(This article has previously been published in The Global Times, an Amity publication, and is being reproduced here with the consent of the author.)
You walk into an art gallery. It is a Friday night, and you’re hoping to pick up some nice pieces to display at your house party over the weekend. There is a new exhibition on, and hoping to look cultured and sophisticated, you walk in. Suddenly, a man runs in and flicks the light off, on, and off again, every five seconds.
Welcome to the new art world.
Buying art can be a scary task, especially if you don’t know what you’re looking for. These six steps should get you a decent art piece, without leaving you too bewildered.
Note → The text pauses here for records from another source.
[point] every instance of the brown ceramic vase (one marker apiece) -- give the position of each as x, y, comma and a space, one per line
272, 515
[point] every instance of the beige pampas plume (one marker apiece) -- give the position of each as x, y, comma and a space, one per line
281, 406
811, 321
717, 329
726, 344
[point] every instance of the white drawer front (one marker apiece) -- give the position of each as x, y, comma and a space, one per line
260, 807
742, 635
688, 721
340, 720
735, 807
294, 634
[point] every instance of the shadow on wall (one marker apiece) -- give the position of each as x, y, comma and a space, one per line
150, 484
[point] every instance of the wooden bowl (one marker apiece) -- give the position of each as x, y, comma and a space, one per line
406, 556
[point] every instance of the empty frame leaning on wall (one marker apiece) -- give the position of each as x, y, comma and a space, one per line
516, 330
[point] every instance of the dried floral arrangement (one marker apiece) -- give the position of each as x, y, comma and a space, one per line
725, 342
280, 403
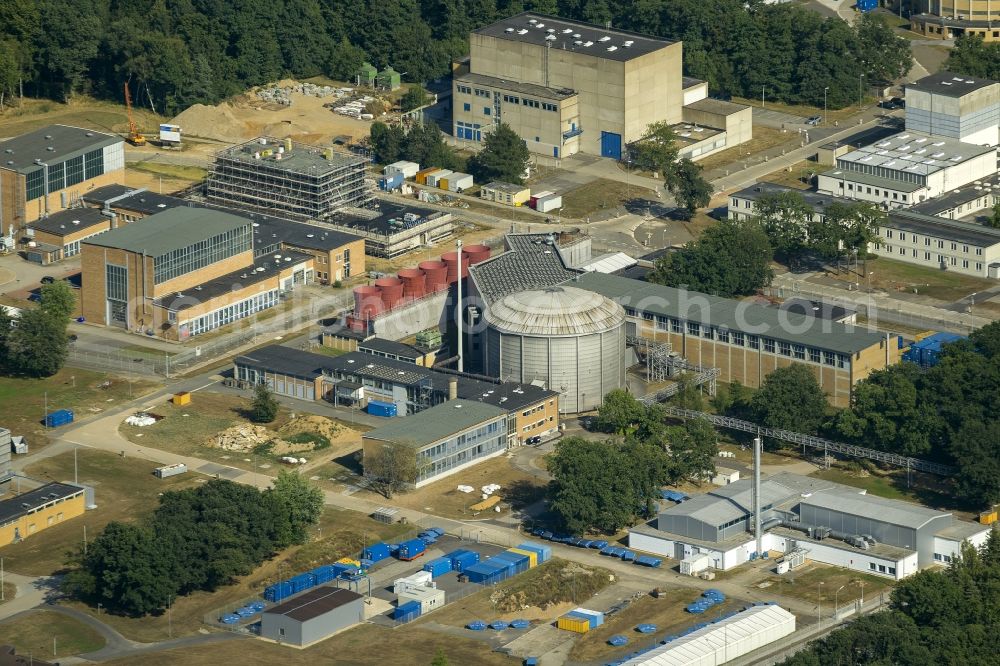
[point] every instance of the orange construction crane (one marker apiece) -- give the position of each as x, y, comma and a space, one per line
134, 137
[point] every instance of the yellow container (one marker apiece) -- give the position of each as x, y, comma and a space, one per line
573, 624
532, 556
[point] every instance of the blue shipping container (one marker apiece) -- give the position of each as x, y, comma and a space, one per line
376, 552
438, 567
303, 582
58, 418
379, 408
412, 549
544, 552
408, 611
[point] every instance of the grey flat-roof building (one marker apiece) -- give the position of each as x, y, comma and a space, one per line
961, 107
288, 177
444, 439
312, 616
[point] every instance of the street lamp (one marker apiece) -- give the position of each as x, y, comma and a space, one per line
819, 603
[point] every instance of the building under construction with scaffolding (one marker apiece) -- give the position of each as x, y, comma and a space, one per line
294, 178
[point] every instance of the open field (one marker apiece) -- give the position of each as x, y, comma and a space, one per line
764, 138
39, 632
804, 584
124, 490
891, 275
81, 111
442, 498
667, 613
22, 401
366, 645
600, 195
Figure what the zeitgeist is
Exactly how contemporary is contemporary art? Pinning it down is next to impossible, since it seems to change every day. If you want to play safe, Mondrian’s squares are always welcome. Instantly recognizable, these paintings stink of money and MS Paint. That big, white painting in the corner that has a single white circle in the centre and a crowd of admirers in front? Buy it.
Big is better
This one might seem obvious, but a larger piece will impress friends and intimidate enemies faster. In the case of Damien Hearst’s The Physical Impossibility of Death in the Mind of Someone Living – a 4.3m long tiger shark encased in formaldehyde, you can even keep aside an entire room for display purposes. Remember, nothing says ‘I’m richer than you’ than a giant tiger shark in your bedroom.
Be prepared to spend
Art is not cheap. In fact, to one-up your friends, you’ll need to dig deep into your pocket to impress. Tracey Emin’s ‘My Bed’ recently sold for 2.2 Million dollars. ‘My Bed’ is literally Emin’s bed, from another time in her life. In fact, a guard watching over the exhibit tried to tidy it up, suspecting it of having being vandalized. Guess somebody forgot to clean up.
It’s all in the name
Do your research. Do you want a Kandinsky or an Ono? Keep up with the latest big shots in the art world, and hire someone to find art pieces for you. Don’t enter a gallery or auction without doing your homework, or you could walk away deeply embarrassed. MF Hussain’s always a good choice. It doesn’t matter if you understand it, as long as people have heard about the artist.
Avoid art students
You’ve zeroed in on a couple of pieces, and are going to speak with the exhibition manager. You can feel eyes on you, eyes thickly coated in eyeliner and partially covered by oversized berets. They follow you through the crowd, silently judging, constantly trying to catch up with you so they can tell you just what they think of your choice. They are the art students.
Do not let them catch up with you.
‘Is that a Malcolm Hill piece?’
‘Um, yeah, it is.’
‘We thought so.’ Contemptuous sniggers. Re-evaluation of life choices. Flashbacks of playground bullies.